Aprender a ser mulher
Quando entende e aceita os aspectos femininos da sua identidade, o crossdresser em geral busca apoio para construí-la. “O eixo principal é a informação – ter alguém que consiga entender o que é o fenômeno”, afirma Ronaldo Pamplona. O crossdresser tem uma mulher dentro que nunca apareceu, que não foi menina, não foi adolescente. Ao acessar informações na internet e em grupos, ela ganha espaço social e vai se tornando cada vez mais feminina. Foi o que fez o cartunista Laerte Coutinho, que se vestiu de mulher pela primeira vez em 2009. A travestilidade veio com reflexões e descobertas decorrentes de uma crise pessoal. “Faz parte do processo de busca. Também corresponde - assim como modos de desenhar e produzir histórias - a antigos movimentos meus, de quando era criança ou adolescente”, afirma ao relacionar o crossdressing a uma inquietação de gênero. “Às vezes uso um elemento ou outro, às vezes me maquio, às vezes uso peitos. Varia muito, segundo o dia, a hora, o momento, o humor”. Para a namorada e os filhos, o processo de contar e familiarizar-se tem sido tranquilo, fora um ou outro momento de tensão ou estranhamento.

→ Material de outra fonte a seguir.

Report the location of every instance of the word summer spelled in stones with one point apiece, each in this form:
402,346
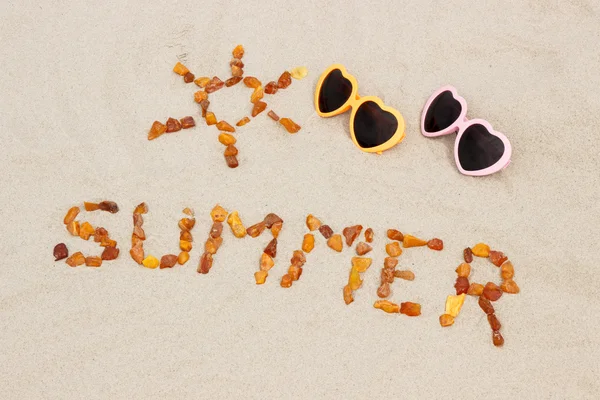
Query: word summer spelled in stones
350,236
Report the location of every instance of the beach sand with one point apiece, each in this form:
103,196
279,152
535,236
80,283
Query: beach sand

Ao estudar o crossdressing, a doutora em antropologia pela Universidade Federal do Rio de Janeiro Anna Paula Vencato, defendeu em 2009 a tese “Existimos pelo prazer de ser mulher: uma análise do Brazilian Crossdresser Club”. Em seu trabalho, ela defende que “o crossdressing é uma montagem feita para momentos específicos e não para 24 horas por dia, 7 dias por semana”. Segundo Vencato, a maior parte das esposas aceita desde que os maridos não tornem o crossdressing público para familiares, filhos e amigos, ou façam modificações corporais como as induzidas por hormônios femininos. Em sua pesquisa, ela detectou que as relações com família e trabalho tendem a ser protegidas do conhecimento do crossdressing, em especial com relação aos filhos. “O medo de perdas sociais e econômicas está sempre implicado no contar ou não que se montam”, afirma. O fato é que o crossdresser é a mesma pessoa que era antes de tornar público o fato. Histórias como a de Letícia e de A. comprovam que fora do armário, a vida pode ser mais feliz e tranquila.